Notes on Anti-Aliasing : Texture filtering (part 3)

Textures aliasing can easily produce unpleasant artifacts, some really visible, others harder to track down. In this post, I’ll try to go a bit further than ‘Just use mipmapping, or X, Y, Z methods to prevent aliasing’.

Fourier, always him…

I scratched the surface in the introduction of this series, but I’m afraid I’ll have to go a tiny bit deeper into Fourier analysis for this one. Memories of my DSP courses are vague, so I’ll try to keep this simple.

The only things I remember (unfortunately that’s true…) from my DSP courses are the following :

  • Any periodic signal can be represented as a sum of weighted sinusoids
  • The Fourier transform transforms a signal from the spatial domain into the frequency domain, and vice versa with the inverse Fourier transform
  • Convolution in the spatial domain is the same as multiplication in the frequency domain
  • Multiplication in the spatial domain is the same as convolution in the frequency domain
  • Nyquist sampling theorem : the sampling frequency has to be at least twice the maximum frequency for the original signal to be reconstructed properly

Basically, we often use these because if a problem is too hard too solve in a domain, it may be easier to solve it in the dual domain.

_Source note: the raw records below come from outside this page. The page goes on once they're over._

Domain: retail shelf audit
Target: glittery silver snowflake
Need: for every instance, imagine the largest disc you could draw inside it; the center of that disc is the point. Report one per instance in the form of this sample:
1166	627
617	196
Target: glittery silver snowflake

Let’s say we have a continuous signal that we sample, and then from theses samples, we want to reconstruct the original sample. Our sampling may not be good enough to achieve a proper reconstruction (remember Nyquist !) so in this case we have 2 options : ‘simplifying’/’adapting’ the original signal by removing high frequencies from it using a low-pass filter (some kind of blur), or using a higher sampling frequency. The latter is extremely expensive for real-time application. So the former is our usual go-to solution. Choosing a good low-pass filter is key to reconstruct the input signal properly. Ideally, the best low-pass filter possible would be the one suppressing all frequencies above the maximum frequency of the signal. In the spatial domain, this filter is the sinc function. I won’t derive that result here, but you can find the proof in any decent DSP book. The problem with this ideal filter is that its spectrum is infinite. So we have to find alternatives :

  • the box filter, also known as nearest neighbour or point sampling in graphics. It produces ugly pixelization because it considers pixels as little squares, and they are not (see the article by Alvy Ray Smith linked at the end)
  • the triangle filter, also known as bilinear filtering in graphics. For textures, it computes the weighted average of the 2×2 nearest texels. So no pixelization, but still blurry.
  • the cubic filter, also known as bicubic filtering in graphics. For textures, it computes the weighted average of the 4×4 nearest texels. Almost no blur anymore.

What is mipmapping ?

Mipmapping 1 3 is a texture prefiltering technique invented by Lance Williams in 1983. The objective is to adapt the texture resolution to the screen resolution. When a texture is created with mipmap enabled, it is filtered down repeatedly with a box or triangle filter into -power of 2- smaller images. It can be seen as a way to choose the level of detail of the texture sampling. For instance, with a 512×512 mipmapped texture, level 0 is the original 512×512, level 1 is 256×256, level 2 is 128×128, and so on… On a texture of dimension w \times h, there are {\lfloor}{log_2(max(w,h))}{\rfloor} + 1 levels in the pyramid. If the input texture dimensions are not powers of 2, mipmap dimensions are always rounded down to the nearest powers of 2. In memory, mipmapped textures are rather cheap with only  \frac{1}{3}    additional space required (because \sum_{n=0}^{\infty} \frac{1}{4^{n}} = \frac{4}{3} = 1 + \frac{1}{3} ))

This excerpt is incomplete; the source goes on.